Rules I Learned Along The Way:  A Case Study

Using her own research as examples, Maureen Brady will present strategies for tackling those “brick wall” problems all family history researchers face at one time or another.  Starting with family stories, the census, church and civil records, Maureen will demonstrate how her “Rules of Research” helped to solve the puzzle of her Chicago Irish family.

 Scottish Family History Research:  Beyond the Basics

Scotland offers a rich variety of records which are closely tied to the history, geography and culture of the country.  This presentation will examine these elements, the wealth of records which were created and how the resources can be accessed, including the Internet.  Emphasis will be “beyond” the usual church, civil and census records.

 Scottish Family History Research:  Historical and Geographical Background

Family history research is more successful when it is based on an understanding of the history and geography of the places our families lived.  With an emphasis on the effect on Scottish records, this presentation will present an outline of Scottish history since 1500 and the geographic factors which governed our ancestor’s lives.

 Scottish Family History Research:  In Your Own Backyard

Learn the strategies of Scottish family history research, including the historical and geographical background of Scotland, language and naming patterns, record types and the comprehensive collection of records available through the Family History Library in Salt Lake City and the Scotland’s People website.  Discover that much of Scottish family history research can be accomplished “in your own backyard”.

Swedish Family History Research

Swedish church records provide a rich resource for identifying your Swedish ancestors.  This presentation will provide an overview of research strategies for Sweden including a brief historical overview, naming patterns and customs, finding the Swedish parish and online resources.

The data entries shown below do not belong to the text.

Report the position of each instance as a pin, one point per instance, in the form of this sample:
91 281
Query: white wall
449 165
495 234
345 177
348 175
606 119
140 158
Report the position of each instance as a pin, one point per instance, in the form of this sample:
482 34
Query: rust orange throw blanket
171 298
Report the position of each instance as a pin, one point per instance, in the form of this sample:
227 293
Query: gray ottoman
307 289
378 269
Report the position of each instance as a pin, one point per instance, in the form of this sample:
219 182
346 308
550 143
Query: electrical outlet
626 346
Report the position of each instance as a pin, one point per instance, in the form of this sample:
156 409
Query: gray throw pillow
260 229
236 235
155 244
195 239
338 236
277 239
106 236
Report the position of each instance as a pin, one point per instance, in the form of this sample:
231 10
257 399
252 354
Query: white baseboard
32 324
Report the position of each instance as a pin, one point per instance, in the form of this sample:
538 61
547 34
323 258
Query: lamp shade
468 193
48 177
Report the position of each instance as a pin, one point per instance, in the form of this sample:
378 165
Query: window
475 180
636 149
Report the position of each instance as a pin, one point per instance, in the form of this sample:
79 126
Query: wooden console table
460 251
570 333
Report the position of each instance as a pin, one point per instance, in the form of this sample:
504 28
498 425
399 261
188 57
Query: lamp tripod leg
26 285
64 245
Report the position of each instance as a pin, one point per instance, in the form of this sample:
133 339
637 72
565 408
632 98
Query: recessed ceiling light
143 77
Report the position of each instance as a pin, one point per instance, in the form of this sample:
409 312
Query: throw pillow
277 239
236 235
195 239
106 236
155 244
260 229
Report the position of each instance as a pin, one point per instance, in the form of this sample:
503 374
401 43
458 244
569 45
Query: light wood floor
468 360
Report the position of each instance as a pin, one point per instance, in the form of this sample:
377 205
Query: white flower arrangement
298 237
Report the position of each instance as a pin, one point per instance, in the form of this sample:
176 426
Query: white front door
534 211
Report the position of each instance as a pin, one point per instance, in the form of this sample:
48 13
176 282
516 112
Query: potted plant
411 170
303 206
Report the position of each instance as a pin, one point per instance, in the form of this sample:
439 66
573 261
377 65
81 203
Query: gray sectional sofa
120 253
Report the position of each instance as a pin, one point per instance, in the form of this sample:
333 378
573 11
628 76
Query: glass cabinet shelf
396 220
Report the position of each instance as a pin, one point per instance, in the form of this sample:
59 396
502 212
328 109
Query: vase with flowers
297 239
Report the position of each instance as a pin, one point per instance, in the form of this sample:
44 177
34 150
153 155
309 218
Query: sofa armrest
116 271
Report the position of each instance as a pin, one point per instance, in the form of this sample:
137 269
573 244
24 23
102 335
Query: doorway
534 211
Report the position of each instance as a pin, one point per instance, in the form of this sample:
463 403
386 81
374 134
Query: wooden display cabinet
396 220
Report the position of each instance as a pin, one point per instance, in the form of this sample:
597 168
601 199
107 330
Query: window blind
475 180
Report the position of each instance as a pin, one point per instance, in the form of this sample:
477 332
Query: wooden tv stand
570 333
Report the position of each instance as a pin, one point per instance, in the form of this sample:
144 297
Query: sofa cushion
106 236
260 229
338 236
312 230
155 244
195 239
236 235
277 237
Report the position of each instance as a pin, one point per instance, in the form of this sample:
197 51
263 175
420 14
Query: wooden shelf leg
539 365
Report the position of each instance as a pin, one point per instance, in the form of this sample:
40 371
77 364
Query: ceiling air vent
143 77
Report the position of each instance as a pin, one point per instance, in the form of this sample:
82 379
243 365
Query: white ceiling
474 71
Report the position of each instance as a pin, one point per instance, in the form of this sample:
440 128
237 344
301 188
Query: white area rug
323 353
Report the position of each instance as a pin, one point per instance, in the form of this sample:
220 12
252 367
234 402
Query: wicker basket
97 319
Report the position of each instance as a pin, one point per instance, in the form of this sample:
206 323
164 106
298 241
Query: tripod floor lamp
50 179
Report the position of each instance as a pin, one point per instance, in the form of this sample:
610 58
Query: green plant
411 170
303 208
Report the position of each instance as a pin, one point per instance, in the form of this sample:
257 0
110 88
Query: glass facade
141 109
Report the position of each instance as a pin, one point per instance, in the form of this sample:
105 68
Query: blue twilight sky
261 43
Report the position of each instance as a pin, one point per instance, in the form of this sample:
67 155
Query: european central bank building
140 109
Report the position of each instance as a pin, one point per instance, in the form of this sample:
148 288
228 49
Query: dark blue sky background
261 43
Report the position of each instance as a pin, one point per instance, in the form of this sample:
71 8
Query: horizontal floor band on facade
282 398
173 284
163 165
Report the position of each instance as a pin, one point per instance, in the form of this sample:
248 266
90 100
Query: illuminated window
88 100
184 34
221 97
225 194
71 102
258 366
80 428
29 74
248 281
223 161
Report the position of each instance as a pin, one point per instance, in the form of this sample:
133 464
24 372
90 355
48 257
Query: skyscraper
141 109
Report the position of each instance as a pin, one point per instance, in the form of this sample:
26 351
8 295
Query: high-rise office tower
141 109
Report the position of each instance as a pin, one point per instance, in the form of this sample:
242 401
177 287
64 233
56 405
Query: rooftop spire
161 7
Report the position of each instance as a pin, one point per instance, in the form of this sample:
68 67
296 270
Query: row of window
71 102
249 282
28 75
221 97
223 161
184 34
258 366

Tapping the Power of FamilySearch®

FamilySearch®, a free website sponsored by The Church of Jesus Christ of Latter-Day Saints, provides family history researchers with access to original historical records from around the world, indexes linked directly to many of those records, an ever-growing genealogical “encyclopedia”, instructional videos and much more.  Even experienced researchers often do not know how to tap the power of FamilySearch®’s many databases and articles.  This presentation will provide a “tour” of the website and suggest search strategies for locating the historical records.

 Tennessee Family History Research

Tennessee was one of the first states established after the American Revolution, and it provides a rich body of historical records.  This presentation will offer a brief overview of Tennessee history and how that affects the availability of the records, online resources for Tennessee research and an overview of repositories and archives.

Tracing a Chicago Family’s Roots:  A Case Study

Chicago area family history research can be a challenge due to historical events and the physical size of the area and population.  Using examples from Chicago area research, this presentation will demonstrate strategies for tackling these problems and review record availability, repositories and online resources.

 The U. S. Census:  What It Can Tell You About Your Family

The United States Federal government has taken a census of its population every ten years since 1790.  These census records are a “goldmine” of information about our families and can provide vital clues to our family history research.  Learn what records were produced, which still exist and how to access them.  This presentation will include examples of census records, search strategies for locating them and analysis techniques for “gleaning” the most from these records.

 You, Too, Can Read Old Handwriting

While today’s family records are most often printed or computer generated, records of the past were handwritten.  As handwriting styles have changed over time, and also differ from region to region, reading these records can be a challenge.  This presentation will offer ideas for “breaking through” the handwriting barrier, including online and printed resources.